Johnny yelled almost as loudly as I did and came out of the closet on my heels. He was
swinging a coat hanger he'd grabbed off the rod in the closet.

I swung at the pale blob of the man's face before me and connected with a glancing blow.
It didn't do much harm. Steel made a liquid path through the darkness, and I yelled as it
sliced into my shoulder. I missed the next punch entirely.

Johnny closed in, yelling and swinging the coat hanger.

The knife-armed man whipped around and sprinted toward the hall door. I saw that he was
in his underwear. I went after him. Johnny got in my way, and both of us went to the floor
in a sprawling fall. Before either of us could get up, the half-dressed killer had got out
of the room and closed the door.

Swearing, I went after him. Johnny came along behind me, still swinging the coat hanger.
I got the door open, and we plunged out into the hallway.

A man in shorts and a white cotton undershirt was sprinting along the main hallway,
toward the other side of the building. There was a knife in his right hand, in the dim light
of the hallway, I could see blood on the steel. It must have been my blood, it was so fresh.

I ran faster than I've ever run. I'd always thought a big man couldn't get over the
ground fast, but I covered ground then. I made about six long jumps, then went into a
plunging dive, my arms out for the moving legs of the man before me. Johnny was running
along behind, with the coat hanger,

My hands banged into a bare ankle and I clamped onto it with my fingers. It was almost
jerked out of my grip, but I held on, crashed to the floor, and dragged the knife-armed man
down with me. I hit on my chest, and the fall all but knocked all the breath out of me.
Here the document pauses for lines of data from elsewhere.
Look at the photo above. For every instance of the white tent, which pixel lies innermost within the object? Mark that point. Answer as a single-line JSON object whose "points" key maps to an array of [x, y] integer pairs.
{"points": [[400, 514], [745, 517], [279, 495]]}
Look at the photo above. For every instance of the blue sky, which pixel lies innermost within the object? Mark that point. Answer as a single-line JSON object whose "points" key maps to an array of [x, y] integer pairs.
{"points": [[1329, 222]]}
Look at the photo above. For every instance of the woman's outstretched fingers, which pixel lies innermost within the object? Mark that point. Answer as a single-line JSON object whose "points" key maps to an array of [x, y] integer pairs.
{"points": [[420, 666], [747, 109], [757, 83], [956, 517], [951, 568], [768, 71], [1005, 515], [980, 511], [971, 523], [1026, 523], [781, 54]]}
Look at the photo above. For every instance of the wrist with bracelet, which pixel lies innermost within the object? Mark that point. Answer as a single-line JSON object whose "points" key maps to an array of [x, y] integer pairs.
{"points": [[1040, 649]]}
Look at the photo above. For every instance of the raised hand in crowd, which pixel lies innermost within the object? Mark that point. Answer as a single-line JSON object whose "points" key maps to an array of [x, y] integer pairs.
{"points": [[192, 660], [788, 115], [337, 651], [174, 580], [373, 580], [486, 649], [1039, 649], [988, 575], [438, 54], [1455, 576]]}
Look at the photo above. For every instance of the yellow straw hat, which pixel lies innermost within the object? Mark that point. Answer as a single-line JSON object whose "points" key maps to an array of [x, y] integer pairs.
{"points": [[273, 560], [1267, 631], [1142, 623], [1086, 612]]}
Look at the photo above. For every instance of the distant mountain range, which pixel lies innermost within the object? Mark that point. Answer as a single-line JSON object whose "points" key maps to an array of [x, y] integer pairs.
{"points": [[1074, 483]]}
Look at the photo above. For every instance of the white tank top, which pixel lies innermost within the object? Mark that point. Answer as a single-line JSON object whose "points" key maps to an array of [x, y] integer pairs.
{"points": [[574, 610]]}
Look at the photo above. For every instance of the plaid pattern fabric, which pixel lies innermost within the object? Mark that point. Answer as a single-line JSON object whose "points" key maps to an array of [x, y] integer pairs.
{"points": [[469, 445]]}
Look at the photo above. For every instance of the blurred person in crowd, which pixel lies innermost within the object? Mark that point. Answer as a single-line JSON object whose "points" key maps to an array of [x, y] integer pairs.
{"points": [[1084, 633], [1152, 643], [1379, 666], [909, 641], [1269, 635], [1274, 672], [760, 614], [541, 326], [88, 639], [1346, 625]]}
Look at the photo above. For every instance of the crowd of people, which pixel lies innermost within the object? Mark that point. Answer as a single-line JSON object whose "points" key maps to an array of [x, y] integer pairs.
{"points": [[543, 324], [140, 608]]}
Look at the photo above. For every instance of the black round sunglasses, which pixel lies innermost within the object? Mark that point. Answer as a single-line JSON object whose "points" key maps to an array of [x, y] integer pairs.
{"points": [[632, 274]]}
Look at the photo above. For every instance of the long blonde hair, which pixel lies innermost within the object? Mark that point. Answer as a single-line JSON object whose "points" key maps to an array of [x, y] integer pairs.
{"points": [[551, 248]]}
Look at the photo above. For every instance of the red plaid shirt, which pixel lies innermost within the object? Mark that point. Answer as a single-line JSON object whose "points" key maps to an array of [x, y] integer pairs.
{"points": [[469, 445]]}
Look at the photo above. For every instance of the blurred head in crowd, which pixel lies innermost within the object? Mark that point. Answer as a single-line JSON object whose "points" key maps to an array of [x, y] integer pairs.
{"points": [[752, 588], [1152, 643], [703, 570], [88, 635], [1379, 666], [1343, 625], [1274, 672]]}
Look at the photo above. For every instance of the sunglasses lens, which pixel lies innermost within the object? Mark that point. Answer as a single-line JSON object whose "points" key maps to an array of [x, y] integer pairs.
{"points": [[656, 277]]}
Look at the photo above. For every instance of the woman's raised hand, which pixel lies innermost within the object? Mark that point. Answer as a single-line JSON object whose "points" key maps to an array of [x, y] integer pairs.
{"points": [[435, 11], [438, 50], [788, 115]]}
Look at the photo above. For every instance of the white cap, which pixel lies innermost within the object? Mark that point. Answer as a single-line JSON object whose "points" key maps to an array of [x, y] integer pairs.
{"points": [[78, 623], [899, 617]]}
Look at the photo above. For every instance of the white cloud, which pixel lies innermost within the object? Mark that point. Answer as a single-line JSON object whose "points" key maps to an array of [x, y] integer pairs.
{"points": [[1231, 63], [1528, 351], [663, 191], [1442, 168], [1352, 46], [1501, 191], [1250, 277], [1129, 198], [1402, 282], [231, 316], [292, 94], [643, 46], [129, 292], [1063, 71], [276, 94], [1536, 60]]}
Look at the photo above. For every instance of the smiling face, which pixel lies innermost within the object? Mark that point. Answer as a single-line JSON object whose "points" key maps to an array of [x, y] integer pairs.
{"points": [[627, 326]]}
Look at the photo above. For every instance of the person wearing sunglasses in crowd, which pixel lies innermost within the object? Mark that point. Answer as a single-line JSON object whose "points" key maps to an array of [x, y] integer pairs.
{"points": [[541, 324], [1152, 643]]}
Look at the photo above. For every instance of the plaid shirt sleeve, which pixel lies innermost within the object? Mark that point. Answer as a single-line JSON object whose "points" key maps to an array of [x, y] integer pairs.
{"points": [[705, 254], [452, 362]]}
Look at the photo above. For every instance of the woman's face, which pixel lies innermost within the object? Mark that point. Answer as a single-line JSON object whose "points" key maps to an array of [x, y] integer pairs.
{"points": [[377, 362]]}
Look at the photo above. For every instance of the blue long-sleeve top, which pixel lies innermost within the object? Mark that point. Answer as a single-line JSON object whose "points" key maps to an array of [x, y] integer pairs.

Grunting, gagging for air, I let go my ankle hold and scrambled forward, pulling myself
up and over the half-dressed knifeman. I already knew who he was. I'd known it about a
minute.

Cursing, he twisted around on the floor, slashed at me with the bloody knife, and ripped
the left sleeve of my best blue suit coat from shoulder to wrist. But the steel didn't get
any of me. I hitched up higher, half on my knees and holding myself up mostly with my left
arm, and let go a hard right. All of my two hundred and thirty pounds were behind the punch.

My knuckles exploded squarely on the jaw and I felt the shock of the blow all the way
to my shoulder. I knew I wouldn't have to hit again for a good half-hour. The man under me
went limp, his head banging back against the floor. The knife fell as his right hand opened
suddenly. Johnny kicked the weapon twenty feet along the hallway a split second after it hit
the floor. He was dancing around us, yelling and waving the coat hanger.

Then it was all over. We had murder, two of them, in the house, but I had the killer.
He was Neal Carter, the dark-haired, stocky man from Room 706.